Die Stadtregierung hatte ihnen vorgeschlagen, das Protestcamp um etwa 200 Meter auf den Waisenhausplatz oder auf die Kleine Schanze zu verlegen. Das komme nicht in Frage, beschieden die Aktivisten dem Gemeinderat nach Ablauf des Ultimatums am Dienstag um 12 Uhr. Sie wollten die ganze Woche auf dem Bundesplatz bleiben.

Die Stadtregierung traf sich am Nachmittag zu einer ausserordentlichen Sitzung, um das weitere Vorgehen zu besprechen. Der Nationalrat und beide Ratspräsidien hatten die Stadt Bern schon am Montag aufgefordert, gegen das Camp vorzugehen. Während der Sessionen gilt vor dem Bundeshaus seit 1925 ein allgemeines Kundgebungsverbot.

Dass die Stadt den Platz zwingend räumen muss, ist aber umstritten. Das städtische Kundgebungsreglement lasse dem Gemeinderat die Möglichkeit, auf eine Räumung zu verzichten, wenn sie ihm unverhältnismässig erscheine, teilten die Demokratischen Juristinnen und Juristen Bern (DJB) mit.

Tränengas in der Stadt

Auf dem Bundesplatz herrschte am Dienstagnachmittag eine friedliche, leicht angespannte Stimmung. In der Innenstadt waren zahlreiche Kastenwagen der Polizei zu sehen.

Die Polizei war zudem darauf bedacht, einem weiteren Demonstrationszug den Weg vors Bundeshaus zu versperren.
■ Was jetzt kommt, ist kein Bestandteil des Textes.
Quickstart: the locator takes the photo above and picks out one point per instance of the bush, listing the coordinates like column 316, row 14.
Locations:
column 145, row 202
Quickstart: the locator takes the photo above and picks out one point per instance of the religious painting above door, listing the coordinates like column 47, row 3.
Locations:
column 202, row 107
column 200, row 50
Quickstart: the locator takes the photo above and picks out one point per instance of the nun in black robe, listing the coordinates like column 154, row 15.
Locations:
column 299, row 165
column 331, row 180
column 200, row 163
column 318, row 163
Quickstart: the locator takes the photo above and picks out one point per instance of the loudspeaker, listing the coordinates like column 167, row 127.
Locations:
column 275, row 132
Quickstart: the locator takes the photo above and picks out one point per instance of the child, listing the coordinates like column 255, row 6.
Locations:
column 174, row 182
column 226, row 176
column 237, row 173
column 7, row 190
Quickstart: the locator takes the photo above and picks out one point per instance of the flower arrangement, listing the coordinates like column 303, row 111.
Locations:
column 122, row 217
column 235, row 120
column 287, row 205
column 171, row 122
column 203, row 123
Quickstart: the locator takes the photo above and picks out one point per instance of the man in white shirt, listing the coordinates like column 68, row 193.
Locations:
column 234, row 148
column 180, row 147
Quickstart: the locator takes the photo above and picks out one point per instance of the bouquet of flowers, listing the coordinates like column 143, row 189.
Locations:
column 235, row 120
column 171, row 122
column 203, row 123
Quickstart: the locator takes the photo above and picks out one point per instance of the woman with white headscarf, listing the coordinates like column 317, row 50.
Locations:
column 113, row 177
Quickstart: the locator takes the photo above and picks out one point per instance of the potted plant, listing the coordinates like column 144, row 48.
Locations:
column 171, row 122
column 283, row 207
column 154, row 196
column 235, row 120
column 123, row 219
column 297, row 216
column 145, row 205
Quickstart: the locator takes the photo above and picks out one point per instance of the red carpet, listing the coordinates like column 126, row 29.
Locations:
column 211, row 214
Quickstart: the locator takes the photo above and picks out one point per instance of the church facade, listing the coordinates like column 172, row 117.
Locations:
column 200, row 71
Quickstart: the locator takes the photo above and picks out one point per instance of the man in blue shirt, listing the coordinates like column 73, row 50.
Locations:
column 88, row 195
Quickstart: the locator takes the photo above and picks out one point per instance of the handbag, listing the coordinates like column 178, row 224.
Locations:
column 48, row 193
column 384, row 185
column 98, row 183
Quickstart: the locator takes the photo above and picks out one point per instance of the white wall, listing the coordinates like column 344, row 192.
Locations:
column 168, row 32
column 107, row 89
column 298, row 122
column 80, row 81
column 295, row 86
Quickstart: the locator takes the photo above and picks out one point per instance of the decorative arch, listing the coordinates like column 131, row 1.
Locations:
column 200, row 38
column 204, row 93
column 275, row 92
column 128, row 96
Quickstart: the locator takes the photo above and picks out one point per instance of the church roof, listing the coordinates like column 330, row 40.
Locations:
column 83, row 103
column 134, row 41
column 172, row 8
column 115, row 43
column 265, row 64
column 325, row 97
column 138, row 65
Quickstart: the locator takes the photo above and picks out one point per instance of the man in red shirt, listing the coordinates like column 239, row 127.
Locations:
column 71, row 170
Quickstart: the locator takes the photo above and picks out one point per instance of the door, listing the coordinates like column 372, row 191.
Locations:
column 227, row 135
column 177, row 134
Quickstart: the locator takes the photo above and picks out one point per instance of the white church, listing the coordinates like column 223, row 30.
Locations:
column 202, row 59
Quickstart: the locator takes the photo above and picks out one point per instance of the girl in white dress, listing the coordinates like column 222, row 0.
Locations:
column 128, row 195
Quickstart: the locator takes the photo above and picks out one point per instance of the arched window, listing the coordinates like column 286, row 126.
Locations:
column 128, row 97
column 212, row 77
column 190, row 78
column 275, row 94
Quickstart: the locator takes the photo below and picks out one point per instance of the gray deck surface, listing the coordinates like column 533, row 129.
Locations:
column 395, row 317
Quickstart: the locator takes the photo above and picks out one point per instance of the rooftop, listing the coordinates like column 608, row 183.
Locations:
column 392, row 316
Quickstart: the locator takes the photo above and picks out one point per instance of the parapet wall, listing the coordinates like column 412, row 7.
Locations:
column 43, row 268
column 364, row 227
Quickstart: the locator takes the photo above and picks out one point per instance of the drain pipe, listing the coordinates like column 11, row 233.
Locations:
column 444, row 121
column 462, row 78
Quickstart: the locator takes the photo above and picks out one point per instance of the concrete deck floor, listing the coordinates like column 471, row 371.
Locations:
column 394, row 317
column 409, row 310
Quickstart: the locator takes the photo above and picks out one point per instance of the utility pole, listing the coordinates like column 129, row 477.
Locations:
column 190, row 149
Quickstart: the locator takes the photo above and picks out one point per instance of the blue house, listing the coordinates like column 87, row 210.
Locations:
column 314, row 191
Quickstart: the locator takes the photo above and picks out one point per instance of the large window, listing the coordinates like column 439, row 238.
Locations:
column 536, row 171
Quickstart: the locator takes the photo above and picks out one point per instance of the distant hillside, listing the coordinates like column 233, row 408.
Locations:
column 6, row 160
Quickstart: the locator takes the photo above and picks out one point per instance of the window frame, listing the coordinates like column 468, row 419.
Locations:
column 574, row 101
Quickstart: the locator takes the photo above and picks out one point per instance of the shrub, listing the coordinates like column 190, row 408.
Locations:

Dabei setzte sie nach eigenen Angaben Tränengas ein.

Die Kundgebung richtete sich gegen den Umgang mit abgewiesenen Asylsuchenden. Die Demonstranten wollten sich offenbar mit den Klima-Aktivisten solidarisieren.

"Fatale Entscheidung"

Sicherheitsdirektor Reto Nause (CVP) übte am Dienstag Kritik am Vorgehen der Klimabewegung. Dass sie sich "auf den Weg des zivilen Ungehorsams" begeben habe, sei eine fatale Entscheidung. Darunter leiden werde die Akzeptanz von Klimamassnahmen, sagte Nause am Rand einer Medienkonferenz der Stadt Bern.

Der Bundesplatz ist seit dem frühen Montagmorgen besetzt. Die Aktivisten mehrerer Klima-Organisationen hatten damit eine "Intensivwoche" unter dem Motto "Rise Up For Change" eingeläutet. Sie ernteten mit ihrer Aktion harte Kritik von bürgerlichen Politikern, aber auch Lob von Linken und Umweltverbänden.

In der Nacht zum Dienstag gaben sie zwar einen Teil des Platzes für den Wochenmarkt frei, der traditionell am Dienstagvormittag vor dem Bundeshaus stattfindet. Allerdings liessen sie die drei grossen Zelte stehen, ebenso die mobilen Toiletten und weitere Infrastruktur.

Die Marktfahrer machten keinen Hehl daraus, dass ihnen die Koexistenz mit dem Protestcamp wenig behagte. Einige von ihnen beklagten deutliche Umsatzeinbussen. Am Mittag zogen die Marktfahrer wie gewohnt ab und überliessen den Platz wieder den Klima-Aktivisten.